July 21, 1999

ITC RULES FAVORABLY IN TRADE CASES, ADVANCES MATTER TO COMMERCE

 

    Weirton, WV -- Weirton Steel Corporation officials are pleased with a U.S. International Trade Commission (ITC) unanimous ruling today stating evidence exists that cold-roll steel imports from 12 countries threatened the domestic steel industry in 1998.

    The six-member ITC has forwarded its case to the U.S. Commerce Department, which will now begin its investigation into the matter.

    "We're pleased with the first step in this investigation.  Today's ruling was key in moving this matter toward an eventual outcome that will prove illegal activity occurred and the perpetrators will pay for the harm inflicted on our industry and its employees," said Gregg Warren, Weirton Steel spokesman.

    The violation involves a selling practice known as "dumping."  Dumping occurs when a country sells its steel in the U.S. at a price below that which it sells the same product in its home market, or when a country sells its steel in the U.S. at prices below what it costs to produce.

    If Commerce also finds that the U.S. steel industry was harmed, it will issue a preliminary ruling and assess preliminary duties on future cold rolled entering the U.S. from the accused countries.  Such a decision from Commerce would be sent back to ITS, which would continue the investigation and determine if the duties should be enforced.

    The 12 countries targeted in the investigation include China, South Africa, Turkey, Brazil, Argentina, Thailand, Russia, Venezuela, Japan, Indonesia, Slovakia, and Taiwan.

    Cold-rolled imports from the defendant countries totaled 2.3 million tons in 1998, a 121 percent increase since 1996, a year when steel imports were at a relative norm.  The product from these countries represented over 63 percent of all cold rolled imported in 1998, the record year for all steel imports.

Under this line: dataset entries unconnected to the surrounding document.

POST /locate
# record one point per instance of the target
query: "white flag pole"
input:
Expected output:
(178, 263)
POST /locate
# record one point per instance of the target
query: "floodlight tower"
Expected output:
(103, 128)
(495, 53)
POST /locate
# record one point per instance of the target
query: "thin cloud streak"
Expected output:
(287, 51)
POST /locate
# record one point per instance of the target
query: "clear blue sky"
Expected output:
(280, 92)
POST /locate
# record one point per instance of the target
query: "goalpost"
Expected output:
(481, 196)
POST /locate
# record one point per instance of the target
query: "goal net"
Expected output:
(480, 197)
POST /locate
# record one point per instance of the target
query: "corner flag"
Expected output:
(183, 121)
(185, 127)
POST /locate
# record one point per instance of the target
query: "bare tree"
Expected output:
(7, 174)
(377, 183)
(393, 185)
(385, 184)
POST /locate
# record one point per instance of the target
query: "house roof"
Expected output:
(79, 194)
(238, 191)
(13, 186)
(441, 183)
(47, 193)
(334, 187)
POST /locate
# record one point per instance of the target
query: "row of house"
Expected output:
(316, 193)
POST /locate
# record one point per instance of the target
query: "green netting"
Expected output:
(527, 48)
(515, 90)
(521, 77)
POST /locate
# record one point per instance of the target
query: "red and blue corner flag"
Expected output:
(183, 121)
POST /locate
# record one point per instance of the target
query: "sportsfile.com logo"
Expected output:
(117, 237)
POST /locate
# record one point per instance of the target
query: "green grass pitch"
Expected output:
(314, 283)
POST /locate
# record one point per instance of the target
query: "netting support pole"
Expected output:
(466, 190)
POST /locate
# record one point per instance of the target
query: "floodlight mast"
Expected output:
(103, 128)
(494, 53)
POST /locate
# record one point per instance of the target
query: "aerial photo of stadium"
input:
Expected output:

    Cold-rolled imports from the 12 countries captured nearly 14 percent of the U.S. market last year.  This compares to an average import market share of 11.3 percent in 1997 and 6.5 percent in 1996 for the same countries.

    Illegally priced and subsidized steel imports have been blamed for recent financial losses at U.S. steel mills and the loss of thousands of steel jobs.